É possível fazer uma piada sobre o falecimento da minha mãe? Claro que sim, mas se ela morreu ontem, eu provavelmente não vou conseguir rir disso. No entanto, se calhar, daqui a cinco anos eu vou conseguir contar uma piada sobre o enterro porque teve algo de estranho. Eu acho sim que é possível rir de qualquer coisa. Quantas vezes rimos de alguém que caiu na rua? E, no entanto, isso é sempre algo ruim. O riso vem de um lugar bem irracional nosso.
"É possível fazer uma piada sobre o falecimento da minha mãe? Claro que sim, mas se ela morreu ontem, eu provavelmente não vou conseguir rir disso. No entanto, se calhar, daqui a cinco anos eu vou conseguir contar uma piada sobre o enterro porque teve algo de estranho. Eu acho sim que é possível rir de qualquer coisa."
E é mais importante aquilo que se conta ou a forma como se conta?
Eu acho que não é possível separar os dois. É importante o que se conta, da forma como se conta. Não adianta ter uma história muito interessante e depois não saber contá-la e vice versa. O melhor é unir sempre as duas vertentes.
E quando o público não ri? Um comediante tem botões de pânico?
É dificil para caramba quando o público não ri, nossa!!!!! Por isso é que é sempre aflitivo quando começamos a trabalhar num material novo, porque nunca percebemos quando e do quê as pessoas vão rir. Mas o pior de tudo é quando a gente acha que público vai rir de uma piada da qual afinal ninguém ri.
E o que é que se faz nessas situações?
Bom... isso depende de cada um, mas quando se tem alguma experiência de palco é só contornar a situação, porque na verdade o público não conhece o nosso texto, ele não sabe onde nós vamos fazer a piada. Se não se der muita 'entonação' de que aquilo foi uma piada que não deu certo, o público vai achar apenas que aquilo foi um comentário. Eu digo sempre que essa é uma boa tática: fingir que aquilo não era uma piada.
O Fábio ri de si próprio? Acha-se graça?
Eu divirto-me muito comigo. Se estiver numa ilha deserta, eu sei que vou rir da minha cara. Eu acho que dá sempre para rir de mim e comigo.
As pessoas têm a ideia errada de que um comediante passa a vida a rir e não se chateia com nada. O que é que tira o Fábio Porchat do sério?
Acima de tudo a falta de civismo. A pessoa que 'fecha' o cruzamento no trânsito ou a pessoa que 'fura' a fila é algo que me irrita muitíssimo.
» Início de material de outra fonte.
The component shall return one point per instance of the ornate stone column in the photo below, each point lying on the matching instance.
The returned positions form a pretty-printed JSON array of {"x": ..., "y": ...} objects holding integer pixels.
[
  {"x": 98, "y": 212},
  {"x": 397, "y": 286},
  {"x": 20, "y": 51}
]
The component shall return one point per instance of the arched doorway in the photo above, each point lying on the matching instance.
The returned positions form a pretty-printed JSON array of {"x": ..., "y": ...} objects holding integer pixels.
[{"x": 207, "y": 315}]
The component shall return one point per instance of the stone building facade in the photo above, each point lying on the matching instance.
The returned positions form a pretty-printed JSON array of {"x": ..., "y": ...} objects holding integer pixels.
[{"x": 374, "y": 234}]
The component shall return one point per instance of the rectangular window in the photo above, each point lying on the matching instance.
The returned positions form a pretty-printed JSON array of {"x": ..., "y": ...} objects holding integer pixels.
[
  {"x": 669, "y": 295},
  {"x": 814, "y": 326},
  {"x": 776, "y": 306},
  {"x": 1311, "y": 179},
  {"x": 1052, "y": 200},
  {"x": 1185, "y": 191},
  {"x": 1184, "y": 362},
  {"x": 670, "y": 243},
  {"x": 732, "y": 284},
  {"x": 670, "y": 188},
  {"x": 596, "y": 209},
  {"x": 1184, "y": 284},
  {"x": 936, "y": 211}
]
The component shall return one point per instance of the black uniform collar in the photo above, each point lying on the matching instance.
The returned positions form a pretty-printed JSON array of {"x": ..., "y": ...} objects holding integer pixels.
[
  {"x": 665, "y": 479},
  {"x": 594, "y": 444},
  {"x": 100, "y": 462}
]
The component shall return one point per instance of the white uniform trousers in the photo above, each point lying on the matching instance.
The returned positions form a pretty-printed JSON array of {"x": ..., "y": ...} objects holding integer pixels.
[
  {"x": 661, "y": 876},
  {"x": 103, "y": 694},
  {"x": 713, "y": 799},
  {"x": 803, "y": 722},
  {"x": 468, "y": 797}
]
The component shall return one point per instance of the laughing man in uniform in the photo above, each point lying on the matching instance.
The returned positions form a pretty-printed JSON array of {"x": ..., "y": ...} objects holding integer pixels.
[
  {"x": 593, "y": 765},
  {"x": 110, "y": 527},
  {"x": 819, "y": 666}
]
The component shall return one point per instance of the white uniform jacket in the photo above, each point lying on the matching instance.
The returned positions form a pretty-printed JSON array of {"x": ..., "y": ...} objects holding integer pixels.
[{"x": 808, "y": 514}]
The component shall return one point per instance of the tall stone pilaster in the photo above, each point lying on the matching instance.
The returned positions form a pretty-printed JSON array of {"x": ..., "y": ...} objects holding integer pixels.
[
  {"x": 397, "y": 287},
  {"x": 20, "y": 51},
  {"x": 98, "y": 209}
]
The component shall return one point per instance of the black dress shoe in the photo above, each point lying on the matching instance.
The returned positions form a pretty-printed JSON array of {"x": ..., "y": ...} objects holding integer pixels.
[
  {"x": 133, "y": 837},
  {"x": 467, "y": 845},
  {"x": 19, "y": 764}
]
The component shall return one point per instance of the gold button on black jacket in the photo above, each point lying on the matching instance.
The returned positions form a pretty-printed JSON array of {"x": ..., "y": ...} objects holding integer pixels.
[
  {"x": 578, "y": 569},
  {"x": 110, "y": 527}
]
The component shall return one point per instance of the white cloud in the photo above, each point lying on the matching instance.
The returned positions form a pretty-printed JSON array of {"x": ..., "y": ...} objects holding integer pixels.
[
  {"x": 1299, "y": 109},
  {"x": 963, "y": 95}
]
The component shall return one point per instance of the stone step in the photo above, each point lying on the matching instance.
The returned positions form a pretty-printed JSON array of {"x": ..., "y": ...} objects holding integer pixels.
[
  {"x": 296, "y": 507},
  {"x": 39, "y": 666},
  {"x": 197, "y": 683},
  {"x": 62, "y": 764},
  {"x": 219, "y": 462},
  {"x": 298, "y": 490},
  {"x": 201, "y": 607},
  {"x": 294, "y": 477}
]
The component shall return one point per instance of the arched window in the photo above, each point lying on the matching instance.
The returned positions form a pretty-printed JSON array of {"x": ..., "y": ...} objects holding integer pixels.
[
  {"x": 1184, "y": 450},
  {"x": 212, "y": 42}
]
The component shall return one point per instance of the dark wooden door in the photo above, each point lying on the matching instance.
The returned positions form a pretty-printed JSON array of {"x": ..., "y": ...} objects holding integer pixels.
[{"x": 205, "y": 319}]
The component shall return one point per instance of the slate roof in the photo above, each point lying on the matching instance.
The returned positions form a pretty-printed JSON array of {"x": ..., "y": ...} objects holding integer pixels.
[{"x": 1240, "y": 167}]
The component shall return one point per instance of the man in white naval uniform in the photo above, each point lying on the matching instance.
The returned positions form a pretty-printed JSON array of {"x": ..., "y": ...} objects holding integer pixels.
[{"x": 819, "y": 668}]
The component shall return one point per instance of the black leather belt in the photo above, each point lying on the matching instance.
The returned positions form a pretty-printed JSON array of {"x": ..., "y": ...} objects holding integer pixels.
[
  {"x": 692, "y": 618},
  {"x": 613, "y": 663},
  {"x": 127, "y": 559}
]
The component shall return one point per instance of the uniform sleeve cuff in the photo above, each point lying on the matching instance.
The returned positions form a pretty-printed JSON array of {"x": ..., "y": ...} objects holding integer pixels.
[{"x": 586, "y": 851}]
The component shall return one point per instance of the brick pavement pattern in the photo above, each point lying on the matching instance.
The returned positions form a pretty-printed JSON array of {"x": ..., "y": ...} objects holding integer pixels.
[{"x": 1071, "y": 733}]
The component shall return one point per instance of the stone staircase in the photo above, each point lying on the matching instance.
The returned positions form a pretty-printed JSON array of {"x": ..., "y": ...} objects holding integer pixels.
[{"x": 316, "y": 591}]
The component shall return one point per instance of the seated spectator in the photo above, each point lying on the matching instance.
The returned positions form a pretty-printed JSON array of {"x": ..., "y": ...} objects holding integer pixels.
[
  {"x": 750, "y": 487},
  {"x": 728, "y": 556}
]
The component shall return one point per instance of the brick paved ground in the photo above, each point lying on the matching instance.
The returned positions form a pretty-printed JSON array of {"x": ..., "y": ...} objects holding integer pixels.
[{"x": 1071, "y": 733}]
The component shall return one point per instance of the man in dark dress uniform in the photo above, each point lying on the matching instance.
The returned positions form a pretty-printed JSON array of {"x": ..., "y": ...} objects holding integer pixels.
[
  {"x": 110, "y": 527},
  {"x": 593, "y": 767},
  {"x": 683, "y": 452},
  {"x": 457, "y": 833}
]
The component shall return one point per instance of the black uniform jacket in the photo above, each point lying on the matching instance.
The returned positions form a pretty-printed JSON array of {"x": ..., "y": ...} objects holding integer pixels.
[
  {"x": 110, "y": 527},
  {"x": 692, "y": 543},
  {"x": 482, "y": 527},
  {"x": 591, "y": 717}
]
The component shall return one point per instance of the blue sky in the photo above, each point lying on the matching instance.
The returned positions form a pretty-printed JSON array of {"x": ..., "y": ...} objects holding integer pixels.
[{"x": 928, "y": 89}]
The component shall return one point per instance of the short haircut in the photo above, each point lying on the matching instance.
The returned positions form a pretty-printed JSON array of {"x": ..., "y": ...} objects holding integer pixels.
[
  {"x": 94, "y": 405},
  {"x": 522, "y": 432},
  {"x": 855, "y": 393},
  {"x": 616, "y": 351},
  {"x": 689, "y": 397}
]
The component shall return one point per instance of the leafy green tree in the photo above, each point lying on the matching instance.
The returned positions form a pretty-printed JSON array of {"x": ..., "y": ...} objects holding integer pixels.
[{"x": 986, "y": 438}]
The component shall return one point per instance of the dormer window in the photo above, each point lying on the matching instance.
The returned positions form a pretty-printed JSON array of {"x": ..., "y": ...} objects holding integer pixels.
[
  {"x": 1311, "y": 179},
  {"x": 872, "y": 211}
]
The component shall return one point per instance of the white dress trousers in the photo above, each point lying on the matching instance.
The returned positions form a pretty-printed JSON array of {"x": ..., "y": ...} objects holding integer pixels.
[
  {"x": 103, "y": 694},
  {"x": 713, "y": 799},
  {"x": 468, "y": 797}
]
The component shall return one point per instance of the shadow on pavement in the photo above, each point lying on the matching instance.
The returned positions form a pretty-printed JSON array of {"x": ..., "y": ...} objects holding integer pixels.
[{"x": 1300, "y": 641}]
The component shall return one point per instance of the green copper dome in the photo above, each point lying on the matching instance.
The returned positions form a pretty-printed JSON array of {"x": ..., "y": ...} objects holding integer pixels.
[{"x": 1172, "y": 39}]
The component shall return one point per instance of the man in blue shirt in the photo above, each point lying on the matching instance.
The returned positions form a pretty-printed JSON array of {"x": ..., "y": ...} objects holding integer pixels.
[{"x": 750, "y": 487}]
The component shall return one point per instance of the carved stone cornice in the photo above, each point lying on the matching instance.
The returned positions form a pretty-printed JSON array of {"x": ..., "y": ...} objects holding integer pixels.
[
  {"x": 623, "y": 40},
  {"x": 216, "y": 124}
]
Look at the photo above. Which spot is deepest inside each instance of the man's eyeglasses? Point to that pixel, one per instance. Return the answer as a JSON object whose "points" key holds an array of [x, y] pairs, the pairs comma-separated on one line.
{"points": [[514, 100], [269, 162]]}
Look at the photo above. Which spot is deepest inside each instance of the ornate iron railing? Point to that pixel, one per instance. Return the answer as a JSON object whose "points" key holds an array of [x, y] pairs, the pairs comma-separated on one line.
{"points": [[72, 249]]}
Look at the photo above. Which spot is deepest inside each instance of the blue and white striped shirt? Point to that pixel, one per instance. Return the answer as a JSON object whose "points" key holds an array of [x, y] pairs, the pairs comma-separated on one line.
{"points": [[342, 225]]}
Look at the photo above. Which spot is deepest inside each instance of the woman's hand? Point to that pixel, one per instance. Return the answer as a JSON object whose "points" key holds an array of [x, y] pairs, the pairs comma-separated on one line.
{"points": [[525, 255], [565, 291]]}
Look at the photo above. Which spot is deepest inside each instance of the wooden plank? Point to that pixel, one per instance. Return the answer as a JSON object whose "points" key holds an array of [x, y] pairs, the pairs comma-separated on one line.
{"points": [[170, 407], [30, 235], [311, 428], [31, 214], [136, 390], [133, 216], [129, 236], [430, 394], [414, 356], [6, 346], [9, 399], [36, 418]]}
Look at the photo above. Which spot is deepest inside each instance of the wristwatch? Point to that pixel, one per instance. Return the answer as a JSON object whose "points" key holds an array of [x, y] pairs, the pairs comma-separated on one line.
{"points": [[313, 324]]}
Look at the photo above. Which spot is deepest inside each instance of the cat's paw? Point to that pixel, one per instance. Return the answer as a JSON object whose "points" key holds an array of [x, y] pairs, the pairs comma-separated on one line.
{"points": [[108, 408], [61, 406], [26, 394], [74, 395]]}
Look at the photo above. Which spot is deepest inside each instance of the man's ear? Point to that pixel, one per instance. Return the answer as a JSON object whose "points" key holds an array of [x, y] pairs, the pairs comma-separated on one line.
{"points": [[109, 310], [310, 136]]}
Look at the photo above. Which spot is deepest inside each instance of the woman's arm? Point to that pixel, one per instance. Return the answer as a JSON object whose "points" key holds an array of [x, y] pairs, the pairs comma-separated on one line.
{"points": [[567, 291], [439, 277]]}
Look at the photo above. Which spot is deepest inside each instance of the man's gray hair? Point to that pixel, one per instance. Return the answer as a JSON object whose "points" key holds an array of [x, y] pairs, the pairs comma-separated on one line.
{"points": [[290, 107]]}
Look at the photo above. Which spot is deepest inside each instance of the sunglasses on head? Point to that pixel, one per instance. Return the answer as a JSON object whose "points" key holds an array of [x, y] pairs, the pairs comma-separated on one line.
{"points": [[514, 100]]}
"Eu divirto-me muito comigo. Se estiver numa ilha deserta, eu sei que vou rir da minha cara"
Já teve problemas com a autoridade por causa de uma piada que fez?
Não. Todo o tipo de processo que eu tive, não chegou a avançar. Eu nem nunca fui chamado a depor.
Nem teve problemas com a 'Porta dos Fundos'?
A 'Porta dos Fundos' atiraram de facto bombas enormes, mas na verdade nós nunca tivemos problemas com a lei. Tivemos sim problemas com os fora da lei (risos).
E como é a sua relação com o humor em Portugal?
A minha relação é muito boa. Eu comecei a criar laços muito interessantes com pessoas daqui e é pena os comediantes portugueses não entrarem tanto no Brasil.
Porquê?
Porque o Brasil é muito ignorante no que toca à cultura portuguesa, o que é uma tristeza. O Brasil é muito dependente da cultura americana e muito pouco da europeia. Ou seja, o Brasil acompanha muito pouco as mudanças interessantes que acontecem aqui em Portugal. Aliás, um dos meus objetivos é precisamente esse, levar um bocadinho de Portugal para o Brasil.